A COMPARISON OF MACHINE LEARNING MODELS FOR SOIL SALINITY ESTIMATION USING MULTI-SPECTRAL EARTH OBSERVATION DATA

A. Zarei1, M. Hasanlou1, and M. Mahdianpari2 A. Zarei et al.
  • 1School of Surveying and Geospatial Engineering, College of Engineering, University of Tehran, Tehran, Iran
  • 2C-CORE and Department of Electrical and Computer Engineering, Memorial University of Newfoundland, Newfoundland, Canada

Keywords: Soil salinity, Electrical conductivity (EC), Machine learning, Sentinel-2 satellite

Abstract. Soil salinity, a significant environmental indicator, is considered one of the leading causes of land degradation, especially in arid and semi-arid regions. In many cases, this major threat leads to loss of arable land, reduces crop productivity, groundwater resources loss, increases economic costs for soil management, and ultimately increases the probability of soil erosion. Monitoring soil salinity distribution and degree of salinity and mapping the electrical conductivity (EC) using remote sensing techniques are crucial for land use management. Salt-effected soil is a predominant phenomenon in the Eshtehard Salt Lake located in Alborz, Iran. In this study, the potential of Sentinel-2 imagery was investigated for mapping and monitoring soil salinity. According to the satellite's pass, different salt properties were measured for 197 soil samples in the field data study.

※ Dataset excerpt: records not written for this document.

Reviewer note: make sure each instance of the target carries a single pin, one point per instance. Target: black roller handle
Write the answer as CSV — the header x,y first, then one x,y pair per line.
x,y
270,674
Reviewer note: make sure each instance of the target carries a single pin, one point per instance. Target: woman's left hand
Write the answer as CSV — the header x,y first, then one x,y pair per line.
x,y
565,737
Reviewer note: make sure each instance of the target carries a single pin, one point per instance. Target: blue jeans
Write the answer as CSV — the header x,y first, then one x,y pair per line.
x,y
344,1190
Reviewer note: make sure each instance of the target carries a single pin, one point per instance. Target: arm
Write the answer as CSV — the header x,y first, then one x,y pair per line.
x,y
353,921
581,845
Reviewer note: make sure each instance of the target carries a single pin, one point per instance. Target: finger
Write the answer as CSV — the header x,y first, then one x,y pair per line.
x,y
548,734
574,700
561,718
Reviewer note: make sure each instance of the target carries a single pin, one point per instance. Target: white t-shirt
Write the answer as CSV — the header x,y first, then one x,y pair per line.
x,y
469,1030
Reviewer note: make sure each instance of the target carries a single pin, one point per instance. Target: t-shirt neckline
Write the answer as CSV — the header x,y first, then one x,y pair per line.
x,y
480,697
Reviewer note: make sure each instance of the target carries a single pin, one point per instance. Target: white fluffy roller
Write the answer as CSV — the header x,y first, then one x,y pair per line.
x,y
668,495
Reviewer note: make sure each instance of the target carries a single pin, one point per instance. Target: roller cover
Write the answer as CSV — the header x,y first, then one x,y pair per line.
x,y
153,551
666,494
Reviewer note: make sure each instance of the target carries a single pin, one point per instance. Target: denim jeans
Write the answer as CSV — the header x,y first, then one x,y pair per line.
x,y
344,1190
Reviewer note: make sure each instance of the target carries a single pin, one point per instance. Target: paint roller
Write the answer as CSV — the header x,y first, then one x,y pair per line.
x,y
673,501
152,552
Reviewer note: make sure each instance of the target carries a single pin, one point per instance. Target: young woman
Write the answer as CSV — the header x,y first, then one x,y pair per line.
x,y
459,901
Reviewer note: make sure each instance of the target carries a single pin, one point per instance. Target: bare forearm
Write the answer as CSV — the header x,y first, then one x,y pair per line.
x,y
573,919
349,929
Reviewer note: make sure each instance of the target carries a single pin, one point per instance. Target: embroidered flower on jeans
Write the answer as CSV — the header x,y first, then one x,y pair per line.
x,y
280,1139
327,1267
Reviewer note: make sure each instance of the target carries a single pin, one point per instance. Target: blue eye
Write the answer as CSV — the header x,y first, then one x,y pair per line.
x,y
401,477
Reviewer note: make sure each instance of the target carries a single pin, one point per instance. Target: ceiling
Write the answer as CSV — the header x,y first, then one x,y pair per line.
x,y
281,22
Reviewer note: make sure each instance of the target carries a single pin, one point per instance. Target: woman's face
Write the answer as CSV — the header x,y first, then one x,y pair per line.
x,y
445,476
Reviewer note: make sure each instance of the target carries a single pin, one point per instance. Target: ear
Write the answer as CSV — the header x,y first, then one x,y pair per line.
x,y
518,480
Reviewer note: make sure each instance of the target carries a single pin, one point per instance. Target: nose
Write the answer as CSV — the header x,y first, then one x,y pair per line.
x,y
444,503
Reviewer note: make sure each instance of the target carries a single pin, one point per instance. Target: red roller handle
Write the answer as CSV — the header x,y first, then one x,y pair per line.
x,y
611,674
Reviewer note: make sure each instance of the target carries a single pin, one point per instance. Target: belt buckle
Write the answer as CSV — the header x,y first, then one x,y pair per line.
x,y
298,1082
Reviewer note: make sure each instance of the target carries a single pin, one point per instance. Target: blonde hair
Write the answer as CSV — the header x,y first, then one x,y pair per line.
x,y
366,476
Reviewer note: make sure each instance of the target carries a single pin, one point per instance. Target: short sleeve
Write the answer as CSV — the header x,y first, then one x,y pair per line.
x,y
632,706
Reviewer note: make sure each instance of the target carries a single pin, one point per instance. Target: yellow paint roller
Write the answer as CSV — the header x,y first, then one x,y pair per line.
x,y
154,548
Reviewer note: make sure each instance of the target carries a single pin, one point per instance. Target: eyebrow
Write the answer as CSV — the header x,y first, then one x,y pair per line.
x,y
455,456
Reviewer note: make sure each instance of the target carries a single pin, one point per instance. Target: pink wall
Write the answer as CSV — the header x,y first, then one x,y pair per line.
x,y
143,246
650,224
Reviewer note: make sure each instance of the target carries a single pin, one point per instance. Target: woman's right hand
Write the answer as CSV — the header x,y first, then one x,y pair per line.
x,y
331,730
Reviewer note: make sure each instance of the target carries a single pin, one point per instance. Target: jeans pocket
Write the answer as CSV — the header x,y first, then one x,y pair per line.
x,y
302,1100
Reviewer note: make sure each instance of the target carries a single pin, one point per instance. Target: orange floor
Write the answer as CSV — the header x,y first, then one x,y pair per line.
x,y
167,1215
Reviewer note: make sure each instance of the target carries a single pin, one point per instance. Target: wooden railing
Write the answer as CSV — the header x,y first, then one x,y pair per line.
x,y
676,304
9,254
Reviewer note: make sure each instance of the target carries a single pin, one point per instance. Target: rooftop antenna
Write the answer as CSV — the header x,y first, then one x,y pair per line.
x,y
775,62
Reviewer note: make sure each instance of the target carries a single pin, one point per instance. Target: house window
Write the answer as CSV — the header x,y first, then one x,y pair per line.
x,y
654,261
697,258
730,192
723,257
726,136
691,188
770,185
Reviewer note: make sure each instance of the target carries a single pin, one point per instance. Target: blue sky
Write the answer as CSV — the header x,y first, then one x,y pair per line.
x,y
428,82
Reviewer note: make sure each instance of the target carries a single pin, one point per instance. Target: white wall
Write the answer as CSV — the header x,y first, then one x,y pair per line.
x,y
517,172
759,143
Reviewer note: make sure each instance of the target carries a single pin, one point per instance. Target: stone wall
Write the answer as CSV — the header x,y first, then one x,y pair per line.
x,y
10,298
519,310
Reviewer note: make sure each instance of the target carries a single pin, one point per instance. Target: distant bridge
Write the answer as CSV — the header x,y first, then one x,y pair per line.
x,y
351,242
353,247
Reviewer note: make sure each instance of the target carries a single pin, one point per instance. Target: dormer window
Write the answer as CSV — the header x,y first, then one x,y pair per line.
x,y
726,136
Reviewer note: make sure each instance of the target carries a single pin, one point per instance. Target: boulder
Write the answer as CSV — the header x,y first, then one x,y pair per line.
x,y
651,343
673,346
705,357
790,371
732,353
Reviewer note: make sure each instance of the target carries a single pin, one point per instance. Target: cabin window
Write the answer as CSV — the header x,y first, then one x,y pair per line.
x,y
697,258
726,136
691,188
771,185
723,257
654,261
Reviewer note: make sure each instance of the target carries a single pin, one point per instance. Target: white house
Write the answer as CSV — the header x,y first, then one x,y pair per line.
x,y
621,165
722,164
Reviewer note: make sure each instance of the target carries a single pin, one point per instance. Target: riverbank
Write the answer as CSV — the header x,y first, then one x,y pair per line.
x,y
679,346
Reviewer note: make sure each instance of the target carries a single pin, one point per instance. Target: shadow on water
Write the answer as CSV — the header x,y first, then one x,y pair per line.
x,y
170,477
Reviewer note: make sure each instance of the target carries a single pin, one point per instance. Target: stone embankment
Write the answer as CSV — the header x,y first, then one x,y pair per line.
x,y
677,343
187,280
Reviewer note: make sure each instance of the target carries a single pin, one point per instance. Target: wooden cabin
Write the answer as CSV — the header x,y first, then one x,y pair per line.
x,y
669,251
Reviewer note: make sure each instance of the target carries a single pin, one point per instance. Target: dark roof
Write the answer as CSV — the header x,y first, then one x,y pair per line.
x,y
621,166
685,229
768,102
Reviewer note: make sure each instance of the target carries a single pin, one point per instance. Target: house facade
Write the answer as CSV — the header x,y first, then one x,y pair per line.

Therefore several spectral features, such as satellite band reflectance, salinity indices, and vegetation indices, were extracted from Sentinel-2 imagery. To build an optimum machine learning regression model for soil salinity estimation, three different regression models, including Gradient Boost Machine (GBM), Extreme Gradient Boost (XGBoost), and Random Forest (RF), were used. The XGBoostmethod outperformed GBM and RF with the coefficient of determination (R2) more than 76%, Root Mean Square Error (RMSE) about 0.84 dS m−1, and Normalized Root Mean Square Error (NRMSE) about 0.33 dS m−1. The results demonstrated that the integration of remote sensing data, field data, and using an appropriate machine learning model could provide high-precision salinity maps to monitor soil salinity as an environmental problem.